The predicted binding mode of RXDX-105 with RET. A, Chemical structure of RXDX-105. B and C, Predicted binding mode by modeling.

Figure 2. In vitro

characterization of RET-inhibitory activity of RXDX-105. Inhibition of phosphorylation of RET and downstream pathways by RXDX-105 in (A) LC-2/ad cells (CCDC6-RET) and (B) TT cells (RET C634W). Apoptosis signals, cleaved caspase-3 and cleaved PARP, were measured after 24-hour incubation with indicated compounds in LC-2/ad cells (C) and TT cells (D).

Figure 3. In vivo

efficacy of RXDX-105 in a PDX model of NSCLC harboring KIF5B-RET fusion. A, Tumor growth inhibition of CTG-0838 by RXDX-105 orally administered BID at 30 mg/kg. Tumor sizes are presented as average ± SEM. (**, P < 0.01). B, At the end of the study (day 27), tumor samples randomly selected from two mice per group were collected two and 12 hours after the final treatment. Western blot was performed using antibodies against phospho- and total RET, ERK, PLCg, and AKT. C, Tumor growth inhibition of CTG-1048 by RXDX-105. Tumor sizes are presented as average ± SEM (**, P < 0.01).

Figure 4. In vivo

efficacy of RXDX-105 in a PDX model of CRC harboring CCDC6-RET fusion. A, Tumor growth inhibition by RXDX-105 orally administered BID at 10, 30 mg/kg, and QD at 60 mg/kg. Tumor sizes are presented as average ± SEM (**, P < 0.01). B, Plot of percentage change of individual tumor volume compared with baseline. The y-axis of individual tumor responses represents “% of change from start.” C, Plot of percentage body weight change over time during treatment.

Figure 5. In vivo

efficacy of RXDX-105 in a PDX model of CRC harboring NCOA4-RET fusion. A, Tumor growth inhibition by RXDX-105 orally administered BID at 10 and 30 mg/kg.
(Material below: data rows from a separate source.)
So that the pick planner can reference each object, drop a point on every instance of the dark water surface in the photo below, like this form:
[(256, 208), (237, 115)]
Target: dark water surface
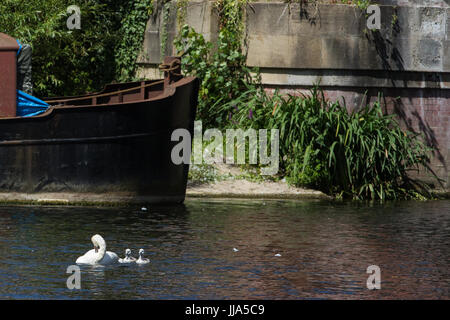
[(325, 250)]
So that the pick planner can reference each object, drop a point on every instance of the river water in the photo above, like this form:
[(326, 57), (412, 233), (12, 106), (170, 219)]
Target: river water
[(323, 248)]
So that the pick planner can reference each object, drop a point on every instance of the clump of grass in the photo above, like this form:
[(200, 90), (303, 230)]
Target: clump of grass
[(363, 154)]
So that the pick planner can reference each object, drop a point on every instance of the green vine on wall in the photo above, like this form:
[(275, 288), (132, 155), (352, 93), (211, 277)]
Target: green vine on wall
[(164, 35), (134, 21)]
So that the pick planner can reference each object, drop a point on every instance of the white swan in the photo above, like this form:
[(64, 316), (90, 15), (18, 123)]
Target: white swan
[(98, 255), (141, 259), (128, 258)]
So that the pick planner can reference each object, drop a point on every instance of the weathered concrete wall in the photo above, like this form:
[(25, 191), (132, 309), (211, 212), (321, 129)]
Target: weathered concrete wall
[(298, 45)]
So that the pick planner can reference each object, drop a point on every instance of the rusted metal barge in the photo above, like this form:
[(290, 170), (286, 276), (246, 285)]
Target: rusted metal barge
[(117, 140)]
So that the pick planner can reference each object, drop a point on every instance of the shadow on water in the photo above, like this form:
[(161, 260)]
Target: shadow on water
[(323, 248)]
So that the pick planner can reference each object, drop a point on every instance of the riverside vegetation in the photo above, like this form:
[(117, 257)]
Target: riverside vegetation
[(363, 154)]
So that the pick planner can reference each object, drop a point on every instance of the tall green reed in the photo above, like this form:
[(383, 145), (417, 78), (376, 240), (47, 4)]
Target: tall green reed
[(364, 154)]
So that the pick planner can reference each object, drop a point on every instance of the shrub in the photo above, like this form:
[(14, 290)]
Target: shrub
[(363, 154)]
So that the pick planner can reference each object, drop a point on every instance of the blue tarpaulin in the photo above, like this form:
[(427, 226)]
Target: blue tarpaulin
[(28, 106)]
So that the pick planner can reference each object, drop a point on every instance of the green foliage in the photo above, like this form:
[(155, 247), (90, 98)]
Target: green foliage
[(220, 66), (135, 15), (70, 62), (361, 155)]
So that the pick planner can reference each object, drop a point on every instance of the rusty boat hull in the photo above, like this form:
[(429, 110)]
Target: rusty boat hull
[(114, 141)]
Tumor sizes are presented as average ±SEM (*, P < 0.05; **, P < 0.01). B, Plot of percentage change of individual tumor volume compared with baseline. The y-axis of individual tumor responses represents “% of change from start.”

Figure 6

A rapid partial response was achieved after three weeks of therapy with RXDX-105. A, Baseline imaging prior to RXDX-105 treatment. Arrows indicate the lesions. B, Confirmation scan at week 8 with 64% decrease in tumor burden from the baseline, and almost complete resolution of subcentimeter asymptomatic brain metastases.